In seinem Beitrag stellt Steffen Peters einige Überlegungen an, die zeigen, wie komplex der Zusammenhang zwischen Persönlichkeit und der Wahrscheinlichkeit, ein erstes oder zweites Kind zu bekommen, sein kann: Da extrovertierte Personen per Definition kontaktfreudig sind, haben sie möglicherweise höhere Chancen, einen potenziellen Partner zu treffen, was wiederum ihre Chancen auf eine Elternschaft verbessern kann. Da die Geburt eines Kindes jedoch das soziale Leben der Eltern stark einschränkt, erleben extrovertierte Eltern möglicherweise den neuen Lebensabschnitt als einen, der nicht mehr ihren persönlichen Vorlieben entspricht. Soziale Aktivitäten mit dem Freundeskreis sind für Eltern eher begrenzt, sie verwenden ihre verfügbare Zeit vor allem für Kinderbetreuung. Diese soziale Isolation kann insbesondere bei extrovertierten Menschen zu Unzufriedenheit führen, die wiederum bewirken kann, dass sie auf ein weiteres Kind verzichten.

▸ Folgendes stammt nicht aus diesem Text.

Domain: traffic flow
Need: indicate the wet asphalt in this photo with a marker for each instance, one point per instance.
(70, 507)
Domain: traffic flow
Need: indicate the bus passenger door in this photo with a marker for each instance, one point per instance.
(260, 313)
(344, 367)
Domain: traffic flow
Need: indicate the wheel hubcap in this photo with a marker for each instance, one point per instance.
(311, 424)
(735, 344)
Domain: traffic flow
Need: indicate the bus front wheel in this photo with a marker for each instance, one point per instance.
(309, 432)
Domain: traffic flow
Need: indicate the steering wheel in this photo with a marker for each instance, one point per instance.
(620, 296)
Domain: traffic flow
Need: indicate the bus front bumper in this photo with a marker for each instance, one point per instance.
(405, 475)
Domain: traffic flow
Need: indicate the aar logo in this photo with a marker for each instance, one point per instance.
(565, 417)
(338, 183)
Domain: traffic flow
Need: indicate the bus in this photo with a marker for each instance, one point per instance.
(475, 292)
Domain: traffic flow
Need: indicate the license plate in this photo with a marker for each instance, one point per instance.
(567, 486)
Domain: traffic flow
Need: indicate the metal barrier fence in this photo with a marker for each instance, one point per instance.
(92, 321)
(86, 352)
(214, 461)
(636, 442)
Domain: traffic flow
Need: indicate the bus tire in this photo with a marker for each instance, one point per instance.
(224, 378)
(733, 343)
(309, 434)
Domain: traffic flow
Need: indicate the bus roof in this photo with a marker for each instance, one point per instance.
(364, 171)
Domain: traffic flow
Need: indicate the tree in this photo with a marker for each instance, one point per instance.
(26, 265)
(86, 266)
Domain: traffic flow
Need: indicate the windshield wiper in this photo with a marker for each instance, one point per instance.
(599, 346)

Ebenfalls zu berücksichtigen sei die Tatsache, dass es im Verlauf des Lebens zu Persönlichkeitsveränderungen kommen kann, so der Forscher. So könnte zum Beispiel die Geburt eines ersten Kindes einen größeren Einschnitt im Leben bedeuten und demnach mit Veränderungen in den Persönlichkeitsmerkmalen einhergehen, während sich bis zur Geburt des zweiten Kindes schon Routinen im Tagesablauf eingespielt haben und dieses Ereignis weniger massive Auswirkungen auf die Persönlichkeitsmerkmale hat.